Captain Phillips (Six Oscar Nominations)



This was one movie I meant to go see in IMAX, but I never got around to it since it was playing at the same time as Gravity. I still haven't caught it, but I'm excited, just like I was the first time I watched this trailer.

Before I'd ever seen the trailer, someone mentioned to me that it was "a pirate movie with Tom Hanks". I was basically picturing Splash 2, with lovable, parrot-toting pirates and and awe-shucks Tom Hanks along for the ride, so this was a little bit different.

The trailer does a great job on a couple of levels. It manages to establish that this is a Tom Hanks movie within the first five second, and gives him plenty of screen time. It gives us a great look at the main problem in the movie, even though it was only about ten seconds, watching the pirates latch the ladder on to the ship was pretty powerful for a trailer.

I also really liked the main pirate talking to Tom Hanks, with the great line "I am the captain now." That role is played by Barkhad Abdi, who actually received an Oscar nomination for best supporting actor in his first ever on-screen role. Fun fact: Abdi was driving a cab in Minneapolis before he got this role. Minneapolis cab drivers are notorious for leading tourists around on wild, out of the way routes to drive up their fares, so I guess he had a little bit of practice being a "pirate".

Trailer: 3.5 stars

Philomena (Four Oscar Nominations)


I remember watching this trailer months ago while looking for material to write about in this blog, and not including it because I though it was cliché and yawn worthy. Nothing has changed.

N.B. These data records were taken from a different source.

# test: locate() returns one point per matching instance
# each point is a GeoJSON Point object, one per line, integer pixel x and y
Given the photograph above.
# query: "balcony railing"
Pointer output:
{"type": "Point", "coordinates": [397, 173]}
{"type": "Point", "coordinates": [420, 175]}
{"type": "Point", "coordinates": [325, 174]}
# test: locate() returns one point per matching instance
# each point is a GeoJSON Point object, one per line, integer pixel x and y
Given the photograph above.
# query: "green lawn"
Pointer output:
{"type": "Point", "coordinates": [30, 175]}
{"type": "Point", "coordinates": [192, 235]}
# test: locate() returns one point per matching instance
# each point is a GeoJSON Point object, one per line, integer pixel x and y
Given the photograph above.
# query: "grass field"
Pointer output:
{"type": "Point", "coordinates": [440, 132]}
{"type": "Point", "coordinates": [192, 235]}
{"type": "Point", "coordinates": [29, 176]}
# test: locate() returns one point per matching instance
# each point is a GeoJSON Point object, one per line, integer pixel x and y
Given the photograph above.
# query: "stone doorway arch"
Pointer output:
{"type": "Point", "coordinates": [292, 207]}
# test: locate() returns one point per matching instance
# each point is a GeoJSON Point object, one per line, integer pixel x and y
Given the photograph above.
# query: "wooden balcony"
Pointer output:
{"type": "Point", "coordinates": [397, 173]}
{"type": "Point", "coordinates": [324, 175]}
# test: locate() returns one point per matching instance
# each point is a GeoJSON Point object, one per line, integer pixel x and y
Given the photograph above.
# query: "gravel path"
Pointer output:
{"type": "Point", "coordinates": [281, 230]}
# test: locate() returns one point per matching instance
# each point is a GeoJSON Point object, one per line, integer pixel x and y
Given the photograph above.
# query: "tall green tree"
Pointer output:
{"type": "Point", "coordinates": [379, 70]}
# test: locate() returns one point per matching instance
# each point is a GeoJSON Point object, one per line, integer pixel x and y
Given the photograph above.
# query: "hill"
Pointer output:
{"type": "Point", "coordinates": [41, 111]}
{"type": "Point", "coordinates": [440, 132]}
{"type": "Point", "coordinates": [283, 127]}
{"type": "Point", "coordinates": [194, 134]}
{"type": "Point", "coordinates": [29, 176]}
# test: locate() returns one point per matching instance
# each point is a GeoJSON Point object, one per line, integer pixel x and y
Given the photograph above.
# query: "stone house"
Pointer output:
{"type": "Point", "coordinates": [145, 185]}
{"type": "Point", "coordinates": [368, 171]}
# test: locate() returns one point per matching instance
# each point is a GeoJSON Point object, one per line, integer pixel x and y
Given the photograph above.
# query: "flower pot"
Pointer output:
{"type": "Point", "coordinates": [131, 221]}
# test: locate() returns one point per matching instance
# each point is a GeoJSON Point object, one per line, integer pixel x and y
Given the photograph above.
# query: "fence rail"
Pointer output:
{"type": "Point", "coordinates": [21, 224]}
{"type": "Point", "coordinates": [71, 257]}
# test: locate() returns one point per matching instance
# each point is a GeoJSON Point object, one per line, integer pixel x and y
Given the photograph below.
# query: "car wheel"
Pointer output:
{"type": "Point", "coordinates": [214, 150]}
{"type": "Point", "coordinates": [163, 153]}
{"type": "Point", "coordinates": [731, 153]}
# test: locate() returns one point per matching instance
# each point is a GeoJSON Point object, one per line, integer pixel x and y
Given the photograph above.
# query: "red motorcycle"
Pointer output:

None of the jokes landed for me (except for the "I never knew I had a clitoris" one at the very end that I must have missed the first time around... But there's something a little weird about hearing Judi Dench say the word clitoris) the music was horrible and tried to be "uplifting", and it seemed like another movie that paints all journalists as scumbags until they stumble upon a story that changes their lives.

Apparently, the film is worthy of a Best Picture nomination, but the trailer did an absolutely horrible job of getting me excited for the film. That being said, I'll be sure to check it out before March 2.

Trailer: 1 Star

12 Years a Slave (Nine Oscar Nominations)


12 Years a Slave took home the Golden Glove for Best Picture (Drama) this year, and it's expected to repeat with a Best Picture statuette this March. It's not hard to see why from the trailer. It's a twist on the typical American Slave movie we've seen done in so many ways; a free black man from New York is kidnapped and sold to a plantation in the South.  The material is super compelling.

I haven't seen the film yet, but I'm anxious to see it. I say anxious and not excited because I'm sure director Steve McQueen doesn't hold anything back. It looks to be a brutally honest showcase of the horrors slaves were faced with in the 19th century.

That being said, the cast of the film, highlighted by Michael Fassbender and Chiwetel Ejiofor (both nominated) and supported by Paul Giamatti and Brad Pitt, should knock this material right out of the park.